当您使用 -race 标志构建时，go 命令定义了额外的构建标签 race。您可以使用该标签在运行竞争检测器时排除某些代码和测试。一些示例

// +build !race

package foo

// The test contains a data race. See issue 123.
func TestFoo(t *testing.T) {
	// ...
}

// The test fails under the race detector due to timeouts.
func TestBar(t *testing.T) {
	// ...
}

// The test takes too long under the race detector.
func TestBaz(t *testing.T) {
	// ...
}

如何使用

首先，使用竞争检测器运行您的测试（go test -race）。竞争检测器只发现运行时发生竞争，因此它无法发现未执行代码路径中的竞争。如果您的测试覆盖率不完整，您可以通过在实际工作负载下运行使用 -race 构建的二进制文件来发现更多竞争。

典型数据竞争

以下是一些典型的数据竞争。所有这些都可以通过竞争检测器检测到。

循环计数器上的竞争

func main() {
	var wg sync.WaitGroup
	wg.Add(5)
	var i int
	for i = 0; i < 5; i++ {
		go func() {
			fmt.Println(i) // Not the 'i' you are looking for.
			wg.Done()
		}()
	}
	wg.Wait()
}

函数字面量中的变量 i 与循环使用的变量是同一个，因此 goroutine 中的读取与循环增量发生竞争。（此程序通常打印 55555，而不是 01234。）可以通过复制变量来修复该程序

func main() {
	var wg sync.WaitGroup
	wg.Add(5)
	var i int
	for i = 0; i < 5; i++ {
		go func(j int) {
			fmt.Println(j) // Good.

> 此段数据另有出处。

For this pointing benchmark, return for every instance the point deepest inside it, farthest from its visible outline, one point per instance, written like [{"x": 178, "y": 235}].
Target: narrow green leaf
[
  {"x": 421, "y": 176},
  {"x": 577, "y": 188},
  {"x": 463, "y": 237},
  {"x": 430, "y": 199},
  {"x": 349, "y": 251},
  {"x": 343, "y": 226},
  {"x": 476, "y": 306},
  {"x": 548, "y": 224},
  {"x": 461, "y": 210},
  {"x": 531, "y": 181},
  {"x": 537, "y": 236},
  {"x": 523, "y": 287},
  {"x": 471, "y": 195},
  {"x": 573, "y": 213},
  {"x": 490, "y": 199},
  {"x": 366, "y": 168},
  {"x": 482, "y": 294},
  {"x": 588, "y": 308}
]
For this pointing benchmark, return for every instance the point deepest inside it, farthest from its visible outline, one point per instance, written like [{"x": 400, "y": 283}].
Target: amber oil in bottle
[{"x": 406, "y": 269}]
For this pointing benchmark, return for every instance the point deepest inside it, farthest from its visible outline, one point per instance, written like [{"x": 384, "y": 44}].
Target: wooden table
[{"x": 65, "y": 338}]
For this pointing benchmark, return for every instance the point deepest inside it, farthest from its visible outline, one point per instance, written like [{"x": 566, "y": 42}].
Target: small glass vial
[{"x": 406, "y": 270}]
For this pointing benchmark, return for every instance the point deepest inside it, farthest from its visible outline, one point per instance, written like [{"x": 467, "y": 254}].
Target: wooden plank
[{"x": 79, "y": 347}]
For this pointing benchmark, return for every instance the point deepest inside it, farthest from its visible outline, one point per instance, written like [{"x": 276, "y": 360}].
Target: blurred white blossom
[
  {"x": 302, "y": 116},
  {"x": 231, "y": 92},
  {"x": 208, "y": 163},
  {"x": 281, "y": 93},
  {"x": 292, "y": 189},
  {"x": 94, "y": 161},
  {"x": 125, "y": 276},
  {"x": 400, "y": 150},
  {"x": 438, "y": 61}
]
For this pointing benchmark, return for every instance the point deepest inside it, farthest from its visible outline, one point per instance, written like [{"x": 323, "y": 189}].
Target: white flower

Read local copy of the loop counter.
			wg.Done()
		}(i)
	}
	wg.Wait()
}

意外共享的变量

// ParallelWrite writes data to file1 and file2, returns the errors.
func ParallelWrite(data []byte) chan error {
	res := make(chan error, 2)
	f1, err := os.Create("file1")
	if err != nil {
		res <- err
	} else {
		go func() {
			// This err is shared with the main goroutine,
			// so the write races with the write below.
			_, err = f1.Write(data)
			res <- err
			f1.Close()
		}()
	}
	f2, err := os.Create("file2") // The second conflicting write to err.
	if err != nil {
		res <- err
	} else {
		go func() {
			_, err = f2.Write(data)
			res <- err
			f2.Close()
		}()
	}
	return res
}

修复方法是在 goroutine 中引入新变量（注意使用 :=）

			...
			_, err := f1.Write(data)
			...
			_, err := f2.Write(data)
			...

未受保护的全局变量

如果以下代码从多个 goroutine 调用，则会导致 service 映射上的竞争。并发读写同一个映射是不安全的

var service map[string]net.Addr

func RegisterService(name string, addr net.Addr) {
	service[name] = addr
}

func LookupService(name string) net.Addr {
	return service[name]
}

为了使代码安全，请使用互斥锁保护访问

var (
	service   map[string]net.Addr
	serviceMu sync.Mutex
)

func RegisterService(name string, addr net.Addr) {
	serviceMu.Lock()
	defer serviceMu.Unlock()
	service[name] = addr
}

func LookupService(name string) net.Addr {
	serviceMu.Lock()
	defer serviceMu.Unlock()
	return service[name]
}

原始未受保护变量

数据竞争也可能发生在原始类型的变量上（bool、int、int64 等），如本例所示

type Watchdog struct{ last int64 }

func (w *Watchdog) KeepAlive() {
	w.last = time.Now().UnixNano() // First conflicting access.
}

func (w *Watchdog) Start() {
	go func() {
		for {
			time.Sleep(time.Second)
			// Second conflicting access.
			if w.last < time.Now().Add(-10*time.Second).UnixNano() {
				fmt.Println("No keepalives for 10 seconds. Dying.")
				os.Exit(1)
			}
		}
	}()
}

即使是这种“无害”的数据竞争也可能导致难以调试的问题，这些问题是由内存访问的非原子性、与编译器优化冲突或处理器内存访问的重新排序问题引起的。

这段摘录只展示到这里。